The front page (usually) updates every week. And it is just a static page.


22 April 2019

I am officially a Canadian.

[O Canada, blah blah blah, we stand on guard for thee...]

Friday, April 5th. The vaunted envelope containing my Confirmation of Permanent Residence arrived in the mail. This was the moment that I had spent the last 29 months working to achieve...and had contemplated as early as 2002.

I wasn't quite done, though. For a Canadian immigrant to officially become a permanent resident, their letter must be validated. There are two ways to accomplish this:

  • Call up Immigration, Refugees and Citizenship Canada and schedule an appointment at an inland office.
  • Leave the country, come back, and present myself to Canadian officials at the border. (A.K.A. "flagpoling.")

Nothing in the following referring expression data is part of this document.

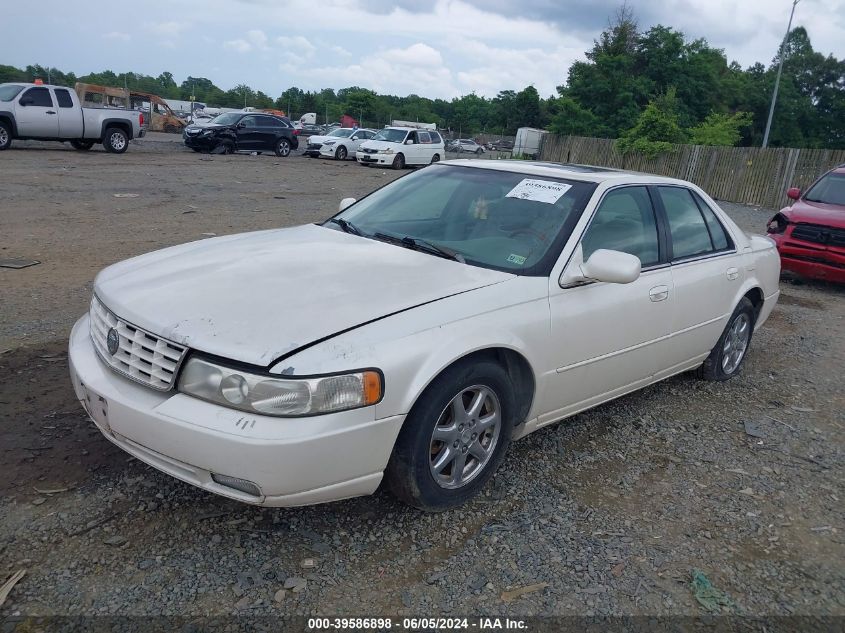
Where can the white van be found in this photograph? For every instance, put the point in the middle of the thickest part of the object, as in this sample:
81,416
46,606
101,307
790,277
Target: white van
400,146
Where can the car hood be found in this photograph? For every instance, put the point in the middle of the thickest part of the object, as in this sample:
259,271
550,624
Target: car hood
380,145
816,213
255,297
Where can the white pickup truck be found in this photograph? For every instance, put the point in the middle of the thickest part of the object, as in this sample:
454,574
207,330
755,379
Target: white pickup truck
53,113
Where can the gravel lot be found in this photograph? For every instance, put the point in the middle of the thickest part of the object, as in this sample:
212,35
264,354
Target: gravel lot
608,513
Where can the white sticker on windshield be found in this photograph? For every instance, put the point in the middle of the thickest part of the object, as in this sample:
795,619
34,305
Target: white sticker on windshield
539,190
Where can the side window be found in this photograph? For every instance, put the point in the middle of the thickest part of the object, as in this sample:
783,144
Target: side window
624,222
40,97
63,97
717,232
690,235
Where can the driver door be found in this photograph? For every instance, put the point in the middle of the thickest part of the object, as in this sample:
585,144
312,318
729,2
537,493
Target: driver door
607,338
38,117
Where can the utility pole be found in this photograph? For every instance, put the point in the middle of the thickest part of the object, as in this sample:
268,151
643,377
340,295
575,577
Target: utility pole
777,79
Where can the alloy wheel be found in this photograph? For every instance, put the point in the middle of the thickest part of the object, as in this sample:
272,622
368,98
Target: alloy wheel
736,343
465,437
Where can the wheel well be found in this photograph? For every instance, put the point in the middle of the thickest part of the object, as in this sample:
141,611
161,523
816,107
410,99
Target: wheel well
519,371
755,296
123,126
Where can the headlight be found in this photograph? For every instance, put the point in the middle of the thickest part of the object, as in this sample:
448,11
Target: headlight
277,395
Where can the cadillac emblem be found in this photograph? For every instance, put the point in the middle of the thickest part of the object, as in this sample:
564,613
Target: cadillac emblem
113,341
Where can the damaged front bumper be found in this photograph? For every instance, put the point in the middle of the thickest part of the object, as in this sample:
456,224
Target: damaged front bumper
256,459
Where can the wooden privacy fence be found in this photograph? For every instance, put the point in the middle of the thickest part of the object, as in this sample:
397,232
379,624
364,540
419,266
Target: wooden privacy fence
747,175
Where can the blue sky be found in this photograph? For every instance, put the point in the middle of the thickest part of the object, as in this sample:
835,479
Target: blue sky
435,48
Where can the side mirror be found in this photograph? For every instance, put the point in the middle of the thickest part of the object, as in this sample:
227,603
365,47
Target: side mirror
613,267
605,265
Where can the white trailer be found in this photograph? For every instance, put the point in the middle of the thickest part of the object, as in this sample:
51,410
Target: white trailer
528,142
416,124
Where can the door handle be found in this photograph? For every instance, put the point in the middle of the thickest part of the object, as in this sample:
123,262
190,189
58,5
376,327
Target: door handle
659,293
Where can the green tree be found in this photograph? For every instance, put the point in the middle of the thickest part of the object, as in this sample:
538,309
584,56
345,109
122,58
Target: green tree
656,130
720,129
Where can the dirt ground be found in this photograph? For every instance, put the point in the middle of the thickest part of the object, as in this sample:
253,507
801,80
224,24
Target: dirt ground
610,513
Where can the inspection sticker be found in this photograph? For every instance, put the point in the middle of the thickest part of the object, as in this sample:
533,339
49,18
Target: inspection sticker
539,190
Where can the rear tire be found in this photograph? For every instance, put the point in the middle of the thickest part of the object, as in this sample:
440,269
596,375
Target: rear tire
115,140
448,449
5,136
282,148
82,146
725,359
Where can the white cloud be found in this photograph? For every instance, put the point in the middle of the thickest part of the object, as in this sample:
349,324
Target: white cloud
239,46
257,38
298,43
117,35
339,50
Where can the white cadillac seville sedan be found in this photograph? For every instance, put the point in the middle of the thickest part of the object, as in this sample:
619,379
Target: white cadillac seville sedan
412,337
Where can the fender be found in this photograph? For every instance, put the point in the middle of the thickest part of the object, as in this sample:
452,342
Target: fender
123,124
9,117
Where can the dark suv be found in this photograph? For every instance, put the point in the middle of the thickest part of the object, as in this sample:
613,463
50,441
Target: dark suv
243,131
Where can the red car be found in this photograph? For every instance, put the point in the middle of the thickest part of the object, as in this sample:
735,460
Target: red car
810,234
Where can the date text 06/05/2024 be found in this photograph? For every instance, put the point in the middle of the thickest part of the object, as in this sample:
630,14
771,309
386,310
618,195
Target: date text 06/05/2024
416,624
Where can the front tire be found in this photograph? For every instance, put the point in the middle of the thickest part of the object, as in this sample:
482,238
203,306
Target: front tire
454,438
283,148
725,359
5,136
82,146
116,141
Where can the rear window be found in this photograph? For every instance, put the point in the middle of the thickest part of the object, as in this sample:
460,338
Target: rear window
63,97
829,190
7,93
40,97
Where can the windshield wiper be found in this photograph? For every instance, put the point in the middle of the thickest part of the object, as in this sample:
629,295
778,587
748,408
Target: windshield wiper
417,244
346,225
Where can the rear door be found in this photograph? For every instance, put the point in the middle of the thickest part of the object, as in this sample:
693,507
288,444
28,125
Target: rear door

I dread crossing the U.S.-Canadian border, and IRCC has started to discourage flagpoling in subtle and not-so-subtle ways...so I initially tried the inland option. One problem, though: The IRCC phone number is unplugged on Friday evenings and weekends. So I waited until Monday, navigated the phone tree...only to reach a recording imploring me to e-mail them instead. So I tried to do that...but after waiting a full week and a half with no response and no appointment, my patience was at an end.

So, I hatched a plan. I would drive to Port Huron, Michigan...the nearest port of entry on the U.S.-Canadian border. I would treat the trip as a tourist visit. And I would "land" as a permanent resident on the way back. I contemplated each step, fetched a copy of every immigration-related document I thought I might need, set the coffee machine...and waited for a new day.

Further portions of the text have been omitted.